The system includes a camera and a microphone to record images and sounds for analysis. There is no need to have each speaker wear a microphone. Users can easily search and view scenes by using keywords because a meeting is recorded as multimedia content with tag information indicating who said what and when.
AIST expects the system will be used to record group interviews for marketing researches, for example.
The new system consists of the following components.
(1) An input device combining an 8-directional microphone array and an omni-directional camera
(2) Software to localize and separate a sound source, recognize different voices and so on
(3) The "MArcBrowser" to browse the multimedia proceedings
Recording eight channels of audio signals with the microphone array, the system specifies the direction of a sound source at different times using a sound source localization technology. The system also detects "speech events" todetermine "who said what and when" by gathering speeches from the same direction (clustering) and determining the person who is delivering them.

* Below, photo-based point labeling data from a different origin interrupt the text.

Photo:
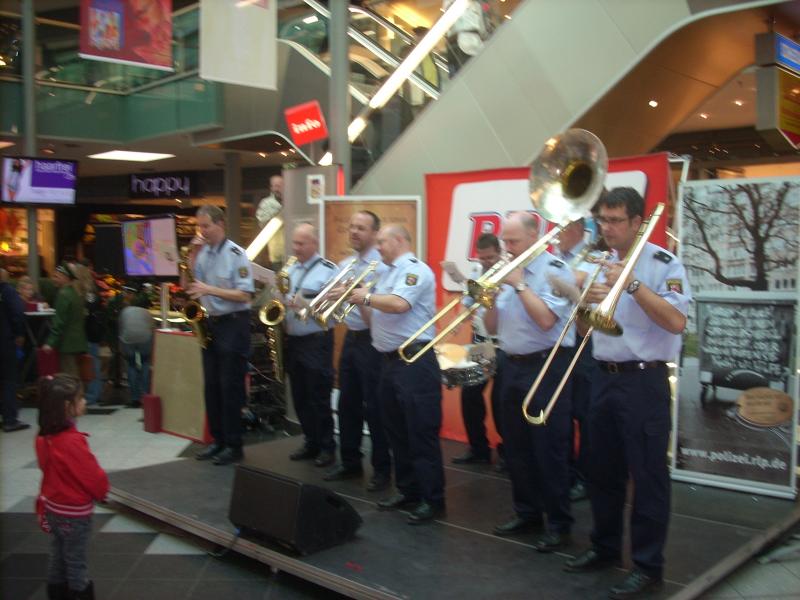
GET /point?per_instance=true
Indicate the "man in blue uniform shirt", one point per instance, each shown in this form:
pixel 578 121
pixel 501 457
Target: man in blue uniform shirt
pixel 629 414
pixel 309 356
pixel 224 285
pixel 411 394
pixel 360 367
pixel 528 318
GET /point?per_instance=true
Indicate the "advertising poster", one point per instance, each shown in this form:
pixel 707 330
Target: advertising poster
pixel 736 415
pixel 134 32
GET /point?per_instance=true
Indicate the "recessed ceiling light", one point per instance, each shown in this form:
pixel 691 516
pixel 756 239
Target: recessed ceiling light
pixel 131 156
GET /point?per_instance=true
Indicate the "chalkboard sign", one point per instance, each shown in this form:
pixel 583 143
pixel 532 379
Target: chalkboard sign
pixel 745 342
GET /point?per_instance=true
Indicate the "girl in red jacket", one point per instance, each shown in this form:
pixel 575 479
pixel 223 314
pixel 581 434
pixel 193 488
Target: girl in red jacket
pixel 72 480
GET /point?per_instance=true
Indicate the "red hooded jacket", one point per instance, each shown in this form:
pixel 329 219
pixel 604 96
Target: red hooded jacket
pixel 72 478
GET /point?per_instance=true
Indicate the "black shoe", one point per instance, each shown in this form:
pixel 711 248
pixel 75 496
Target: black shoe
pixel 209 452
pixel 15 426
pixel 305 453
pixel 589 561
pixel 378 483
pixel 552 541
pixel 398 502
pixel 325 459
pixel 425 512
pixel 518 525
pixel 228 456
pixel 471 458
pixel 341 473
pixel 636 584
pixel 577 492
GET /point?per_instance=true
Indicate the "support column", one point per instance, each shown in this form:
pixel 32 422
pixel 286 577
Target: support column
pixel 233 196
pixel 339 92
pixel 29 110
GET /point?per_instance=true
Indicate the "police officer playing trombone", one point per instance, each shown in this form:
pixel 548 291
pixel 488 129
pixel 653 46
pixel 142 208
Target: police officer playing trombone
pixel 629 414
pixel 528 318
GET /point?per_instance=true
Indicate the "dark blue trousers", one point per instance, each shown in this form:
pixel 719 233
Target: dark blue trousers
pixel 537 457
pixel 309 363
pixel 629 424
pixel 411 402
pixel 359 376
pixel 224 371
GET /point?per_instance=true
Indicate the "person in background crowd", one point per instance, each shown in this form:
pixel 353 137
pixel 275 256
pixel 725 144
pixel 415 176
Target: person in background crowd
pixel 410 394
pixel 136 326
pixel 68 328
pixel 224 285
pixel 72 480
pixel 12 336
pixel 629 413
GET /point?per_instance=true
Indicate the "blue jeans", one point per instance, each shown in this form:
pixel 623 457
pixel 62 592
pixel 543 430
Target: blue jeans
pixel 68 550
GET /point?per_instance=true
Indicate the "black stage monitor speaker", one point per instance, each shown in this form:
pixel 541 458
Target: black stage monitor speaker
pixel 303 517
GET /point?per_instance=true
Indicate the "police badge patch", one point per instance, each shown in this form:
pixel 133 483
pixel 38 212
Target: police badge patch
pixel 675 285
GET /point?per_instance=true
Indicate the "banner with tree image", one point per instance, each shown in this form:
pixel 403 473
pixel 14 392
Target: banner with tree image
pixel 736 413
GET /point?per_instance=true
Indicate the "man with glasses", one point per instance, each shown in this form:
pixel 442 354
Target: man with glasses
pixel 629 414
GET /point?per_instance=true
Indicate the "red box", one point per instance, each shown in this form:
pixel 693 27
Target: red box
pixel 152 413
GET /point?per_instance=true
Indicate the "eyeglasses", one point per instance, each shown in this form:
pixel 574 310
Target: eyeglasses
pixel 611 220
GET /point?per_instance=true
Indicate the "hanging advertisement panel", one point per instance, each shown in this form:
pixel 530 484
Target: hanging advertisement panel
pixel 134 32
pixel 736 416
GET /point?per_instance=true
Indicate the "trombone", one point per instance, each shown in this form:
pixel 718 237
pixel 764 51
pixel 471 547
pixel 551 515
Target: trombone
pixel 566 179
pixel 601 318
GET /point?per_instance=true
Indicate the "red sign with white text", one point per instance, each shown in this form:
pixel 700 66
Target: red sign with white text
pixel 306 123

At the same time, the system relates the speech events to the all-around panorama video shot with the omni-directional camera. Then it removes unnecessary sounds such as the other attendees' responses and the echo in the room overlapping the speech of the targeted person, using a sound separation technology.
Furthermore, the system derives keywords from the speech by voice recognition. It structurally organize the content of the meeting using those keywords as information (tag information) to be used when searching for a speech event. The data that have gone through all these processes are stored as multimedia content.
MArcBrowser is roughly composed of the following three windows.
(a) Panorama video shot with the omni-directional camera
(b) "Speech event map," a time-series graph in which each speaker's speech events are positioned
(c) List of extracted tag information
When browsing the content of meeting records using MArcBrowser, a video zoomed in on the face of the speaker is always running in the window (a), while the window (b) indicates which speech event is being played. A list of keywords that are often heard in the speeches is displayed in the window (c). If you click a keyword you are searching for, you can visually see how the keyword is distributed in the meeting.
AIST will conduct a verification test using the prototyped MArc system. It aims to license and commercialize the system, after improving the technology in light of the test results, the institute said. And AIST will continue its efforts to enhance the accuracy of voice recognition and speech search by combining the technology with its other elemental technologies.
AIST is planning to disclose the achievement of this development at AIST OpenLab, which will take place at AIST Tsukuba Central from Oct 20 to 21, 2008.